Research output: Contribution to journalArticlepeer-review

Abstract

Morphology influences the functionality of covalent organic networks and determines potential applications. Here, we report for the first time the use of Zincke reaction to fabricate, under either solvothermal or microwave conditions, a viologen-linked covalent organic network in the form of hollow particles or nanosheets. The synthesized materials are stable in acidic, neutral, and basic aqueous solutions.

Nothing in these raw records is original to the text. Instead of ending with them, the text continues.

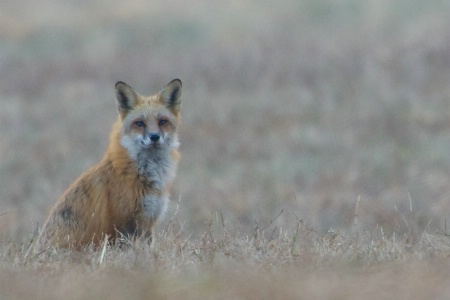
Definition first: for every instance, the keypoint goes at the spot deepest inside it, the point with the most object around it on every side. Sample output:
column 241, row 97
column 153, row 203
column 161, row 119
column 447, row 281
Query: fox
column 126, row 193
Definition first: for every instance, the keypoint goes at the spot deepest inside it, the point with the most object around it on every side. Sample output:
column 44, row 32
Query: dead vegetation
column 314, row 140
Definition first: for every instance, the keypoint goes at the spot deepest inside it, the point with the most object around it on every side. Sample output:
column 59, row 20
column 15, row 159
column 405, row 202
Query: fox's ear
column 126, row 98
column 171, row 95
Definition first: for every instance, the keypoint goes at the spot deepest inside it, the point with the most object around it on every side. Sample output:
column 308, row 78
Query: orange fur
column 127, row 191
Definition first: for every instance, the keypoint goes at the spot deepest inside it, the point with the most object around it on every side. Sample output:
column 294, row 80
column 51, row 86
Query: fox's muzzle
column 154, row 137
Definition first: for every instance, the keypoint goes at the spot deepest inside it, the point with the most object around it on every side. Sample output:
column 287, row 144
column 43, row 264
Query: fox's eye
column 139, row 124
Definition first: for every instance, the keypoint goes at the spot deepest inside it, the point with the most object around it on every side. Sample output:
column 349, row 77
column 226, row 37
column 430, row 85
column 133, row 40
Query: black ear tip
column 120, row 83
column 177, row 81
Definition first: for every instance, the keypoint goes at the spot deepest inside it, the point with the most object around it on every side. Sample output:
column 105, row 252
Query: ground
column 314, row 144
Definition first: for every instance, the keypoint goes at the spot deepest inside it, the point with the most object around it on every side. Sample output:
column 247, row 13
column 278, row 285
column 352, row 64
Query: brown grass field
column 315, row 146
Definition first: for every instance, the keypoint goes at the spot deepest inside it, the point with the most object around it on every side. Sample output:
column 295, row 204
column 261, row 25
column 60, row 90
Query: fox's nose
column 154, row 137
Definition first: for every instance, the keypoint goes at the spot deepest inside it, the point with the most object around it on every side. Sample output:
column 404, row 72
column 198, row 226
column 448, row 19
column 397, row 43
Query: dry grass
column 334, row 113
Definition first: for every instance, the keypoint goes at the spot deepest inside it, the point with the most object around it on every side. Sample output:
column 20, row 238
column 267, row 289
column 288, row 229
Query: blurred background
column 298, row 107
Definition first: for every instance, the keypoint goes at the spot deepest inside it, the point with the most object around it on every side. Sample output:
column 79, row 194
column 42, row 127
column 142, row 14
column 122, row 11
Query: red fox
column 126, row 193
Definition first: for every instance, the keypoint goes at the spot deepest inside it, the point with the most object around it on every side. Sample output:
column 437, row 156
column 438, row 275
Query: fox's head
column 149, row 123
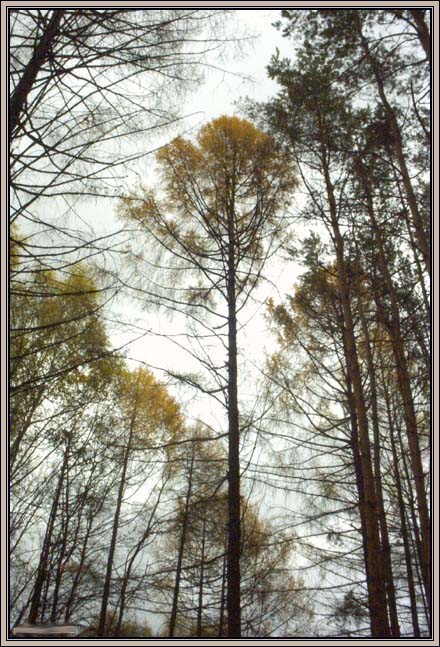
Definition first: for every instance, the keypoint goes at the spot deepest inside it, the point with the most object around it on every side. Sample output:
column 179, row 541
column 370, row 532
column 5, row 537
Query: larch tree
column 218, row 218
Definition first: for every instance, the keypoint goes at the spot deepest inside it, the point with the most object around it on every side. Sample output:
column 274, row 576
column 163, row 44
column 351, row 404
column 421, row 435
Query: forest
column 219, row 329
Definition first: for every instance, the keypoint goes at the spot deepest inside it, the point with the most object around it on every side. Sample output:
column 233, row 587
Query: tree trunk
column 421, row 236
column 404, row 383
column 234, row 541
column 174, row 607
column 422, row 30
column 39, row 57
column 386, row 549
column 115, row 529
column 42, row 572
column 376, row 591
column 202, row 564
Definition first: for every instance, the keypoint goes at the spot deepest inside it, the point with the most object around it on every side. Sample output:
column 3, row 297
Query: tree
column 219, row 219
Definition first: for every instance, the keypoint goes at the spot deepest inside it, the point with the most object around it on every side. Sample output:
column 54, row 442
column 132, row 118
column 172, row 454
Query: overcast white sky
column 216, row 96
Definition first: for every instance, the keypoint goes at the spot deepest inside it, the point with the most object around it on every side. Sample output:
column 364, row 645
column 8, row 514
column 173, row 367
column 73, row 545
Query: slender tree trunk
column 422, row 30
column 108, row 575
column 202, row 564
column 222, row 594
column 39, row 57
column 130, row 564
column 386, row 549
column 376, row 591
column 180, row 553
column 43, row 566
column 404, row 382
column 234, row 543
column 79, row 571
column 421, row 236
column 403, row 524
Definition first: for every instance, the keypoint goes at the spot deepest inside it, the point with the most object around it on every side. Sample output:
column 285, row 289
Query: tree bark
column 376, row 591
column 39, row 57
column 421, row 236
column 234, row 540
column 404, row 382
column 181, row 550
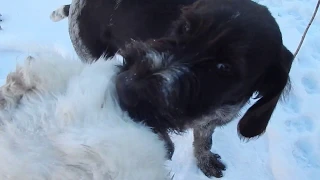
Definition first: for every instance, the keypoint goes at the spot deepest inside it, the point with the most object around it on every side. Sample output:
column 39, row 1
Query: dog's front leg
column 168, row 143
column 208, row 162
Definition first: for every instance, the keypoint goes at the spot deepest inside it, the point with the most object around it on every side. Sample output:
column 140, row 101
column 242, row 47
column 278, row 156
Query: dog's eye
column 222, row 67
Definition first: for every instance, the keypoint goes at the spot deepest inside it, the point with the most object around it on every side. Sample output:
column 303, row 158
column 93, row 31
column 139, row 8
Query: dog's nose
column 125, row 89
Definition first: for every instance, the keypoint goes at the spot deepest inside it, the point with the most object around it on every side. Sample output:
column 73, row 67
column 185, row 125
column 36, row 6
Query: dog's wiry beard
column 156, row 88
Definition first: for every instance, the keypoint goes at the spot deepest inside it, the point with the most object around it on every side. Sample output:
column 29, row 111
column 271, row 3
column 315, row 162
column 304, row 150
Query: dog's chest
column 218, row 116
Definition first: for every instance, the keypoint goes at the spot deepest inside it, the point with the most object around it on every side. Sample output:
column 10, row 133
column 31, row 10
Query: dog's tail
column 60, row 13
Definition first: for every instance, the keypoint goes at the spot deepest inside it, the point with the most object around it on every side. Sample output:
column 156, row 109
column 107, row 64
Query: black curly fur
column 216, row 56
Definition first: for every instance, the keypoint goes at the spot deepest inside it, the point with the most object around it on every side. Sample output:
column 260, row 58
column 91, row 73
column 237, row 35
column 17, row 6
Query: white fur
column 60, row 120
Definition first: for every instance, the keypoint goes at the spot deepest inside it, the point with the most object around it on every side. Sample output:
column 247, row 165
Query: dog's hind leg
column 208, row 162
column 60, row 13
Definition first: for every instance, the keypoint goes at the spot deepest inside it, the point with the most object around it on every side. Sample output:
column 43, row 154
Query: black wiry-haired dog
column 218, row 55
column 101, row 27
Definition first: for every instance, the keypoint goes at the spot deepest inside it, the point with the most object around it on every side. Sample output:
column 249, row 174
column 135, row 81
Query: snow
column 289, row 150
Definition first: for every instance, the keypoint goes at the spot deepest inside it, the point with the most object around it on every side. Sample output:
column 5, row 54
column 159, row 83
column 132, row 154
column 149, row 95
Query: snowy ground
column 289, row 150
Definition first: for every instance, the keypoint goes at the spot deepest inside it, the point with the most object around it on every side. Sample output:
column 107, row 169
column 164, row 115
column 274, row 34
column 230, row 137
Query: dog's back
column 100, row 27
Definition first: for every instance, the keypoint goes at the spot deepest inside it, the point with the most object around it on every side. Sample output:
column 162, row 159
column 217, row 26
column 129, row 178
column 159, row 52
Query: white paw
column 57, row 15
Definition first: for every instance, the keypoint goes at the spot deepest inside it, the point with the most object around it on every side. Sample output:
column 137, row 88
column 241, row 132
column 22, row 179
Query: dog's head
column 217, row 53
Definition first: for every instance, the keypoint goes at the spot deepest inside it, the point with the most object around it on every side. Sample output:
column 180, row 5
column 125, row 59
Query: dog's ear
column 271, row 87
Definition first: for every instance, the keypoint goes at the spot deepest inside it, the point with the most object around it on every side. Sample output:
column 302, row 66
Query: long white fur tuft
column 60, row 120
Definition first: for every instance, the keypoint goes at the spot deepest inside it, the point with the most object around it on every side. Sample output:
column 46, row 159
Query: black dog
column 218, row 55
column 101, row 27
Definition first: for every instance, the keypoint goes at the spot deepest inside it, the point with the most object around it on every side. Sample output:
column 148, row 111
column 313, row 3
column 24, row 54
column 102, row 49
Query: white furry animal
column 60, row 120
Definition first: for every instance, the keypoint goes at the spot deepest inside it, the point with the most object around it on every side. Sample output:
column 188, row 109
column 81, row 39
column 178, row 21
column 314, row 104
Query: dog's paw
column 14, row 88
column 58, row 14
column 170, row 150
column 210, row 164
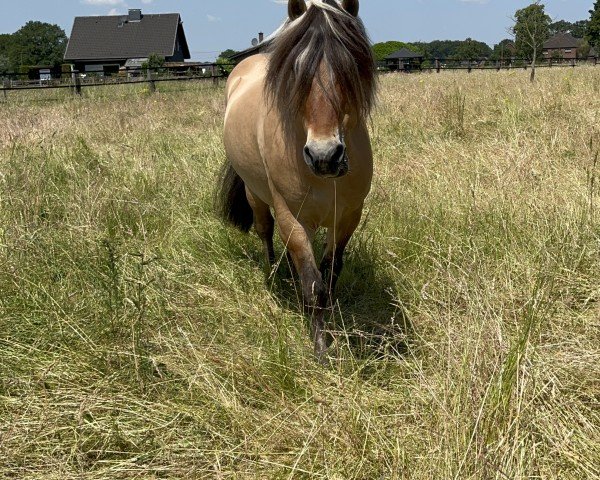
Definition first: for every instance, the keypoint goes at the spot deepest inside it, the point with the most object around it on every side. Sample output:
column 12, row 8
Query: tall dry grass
column 139, row 338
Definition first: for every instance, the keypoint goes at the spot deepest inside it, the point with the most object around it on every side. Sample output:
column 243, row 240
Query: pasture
column 139, row 337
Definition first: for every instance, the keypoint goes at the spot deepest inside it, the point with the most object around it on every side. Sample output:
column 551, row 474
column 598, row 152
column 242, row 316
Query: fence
column 77, row 81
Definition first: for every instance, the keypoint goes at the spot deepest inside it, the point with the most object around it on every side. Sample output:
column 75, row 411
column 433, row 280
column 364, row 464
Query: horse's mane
column 326, row 34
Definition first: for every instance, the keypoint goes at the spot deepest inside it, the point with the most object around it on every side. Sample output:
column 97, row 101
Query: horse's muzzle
column 327, row 160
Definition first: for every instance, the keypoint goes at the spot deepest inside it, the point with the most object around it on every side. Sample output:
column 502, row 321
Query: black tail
column 232, row 204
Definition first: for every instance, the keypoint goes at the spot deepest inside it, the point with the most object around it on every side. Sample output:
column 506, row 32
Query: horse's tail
column 232, row 204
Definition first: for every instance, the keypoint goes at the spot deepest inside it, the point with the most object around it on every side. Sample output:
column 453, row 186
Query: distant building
column 108, row 43
column 404, row 60
column 562, row 46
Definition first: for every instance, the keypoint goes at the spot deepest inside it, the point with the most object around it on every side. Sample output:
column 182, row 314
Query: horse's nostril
column 340, row 152
column 308, row 155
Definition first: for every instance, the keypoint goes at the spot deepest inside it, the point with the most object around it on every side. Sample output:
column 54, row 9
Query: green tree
column 579, row 28
column 531, row 30
column 226, row 65
column 5, row 40
column 504, row 50
column 383, row 49
column 593, row 28
column 37, row 43
column 560, row 26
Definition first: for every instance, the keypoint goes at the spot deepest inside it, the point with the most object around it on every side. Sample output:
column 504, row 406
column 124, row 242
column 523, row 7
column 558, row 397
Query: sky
column 212, row 26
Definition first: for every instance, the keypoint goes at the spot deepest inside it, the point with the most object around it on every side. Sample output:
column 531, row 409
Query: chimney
column 135, row 15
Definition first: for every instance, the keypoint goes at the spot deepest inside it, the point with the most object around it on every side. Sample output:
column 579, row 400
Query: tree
column 5, row 40
column 505, row 50
column 531, row 30
column 37, row 43
column 560, row 26
column 593, row 29
column 382, row 50
column 577, row 29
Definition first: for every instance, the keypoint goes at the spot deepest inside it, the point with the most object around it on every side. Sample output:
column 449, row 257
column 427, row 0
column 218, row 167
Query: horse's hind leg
column 337, row 239
column 264, row 225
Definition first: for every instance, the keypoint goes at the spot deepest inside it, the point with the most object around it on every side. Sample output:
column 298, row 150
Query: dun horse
column 297, row 142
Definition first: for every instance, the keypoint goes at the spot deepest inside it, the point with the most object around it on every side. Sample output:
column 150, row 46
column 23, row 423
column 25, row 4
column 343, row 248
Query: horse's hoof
column 321, row 352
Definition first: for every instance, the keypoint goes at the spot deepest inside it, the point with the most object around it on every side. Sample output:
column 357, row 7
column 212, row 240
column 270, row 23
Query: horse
column 297, row 143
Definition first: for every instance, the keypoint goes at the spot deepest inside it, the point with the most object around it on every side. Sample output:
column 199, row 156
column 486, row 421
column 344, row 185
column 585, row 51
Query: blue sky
column 215, row 25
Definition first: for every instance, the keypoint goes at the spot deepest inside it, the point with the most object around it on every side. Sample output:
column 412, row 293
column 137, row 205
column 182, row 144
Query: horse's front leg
column 298, row 241
column 333, row 257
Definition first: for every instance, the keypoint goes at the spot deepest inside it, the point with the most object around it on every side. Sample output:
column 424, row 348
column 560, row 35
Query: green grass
column 139, row 337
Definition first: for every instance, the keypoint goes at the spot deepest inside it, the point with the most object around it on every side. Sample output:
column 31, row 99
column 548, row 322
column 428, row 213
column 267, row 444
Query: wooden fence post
column 151, row 82
column 213, row 74
column 77, row 84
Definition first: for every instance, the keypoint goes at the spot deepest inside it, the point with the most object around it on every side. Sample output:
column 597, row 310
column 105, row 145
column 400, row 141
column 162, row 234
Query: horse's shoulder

Under basic conditions, the neutral network assumes radical cationic character without decomposing or changing structure. Solvent polarity and heating method determine product morphology. Depending upon solvent polarity, the resulting polymeric network forms either uniform self-templated hollow spheres (HS) or hollow tubes (HT). The spheres develop via an inside-out Ostwald ripening mechanism. Interestingly, microwave conditions and certain solvent polarities result in the formation of a robust covalent organic gel framework (COGF) that is organized in nanosheets stacked several layers thick. In the gel phase, the nanosheets are crystalline and form honeycomb lattices. The use of the Zincke reaction has previously been limited to the synthesis of small viologen molecules and conjugated viologen oligomers. Its application here expands the repertoire of tools for the fabrication of covalent organic networks (which are usually prepared by dynamic covalent chemistry) and for the synthesis of viologen-based materials. All three materials - HT, HS, and COGF - serve as efficient adsorbents of iodine due to the presence of the cationic viologen linker and, in the cases of HT and HS, permanent porosity.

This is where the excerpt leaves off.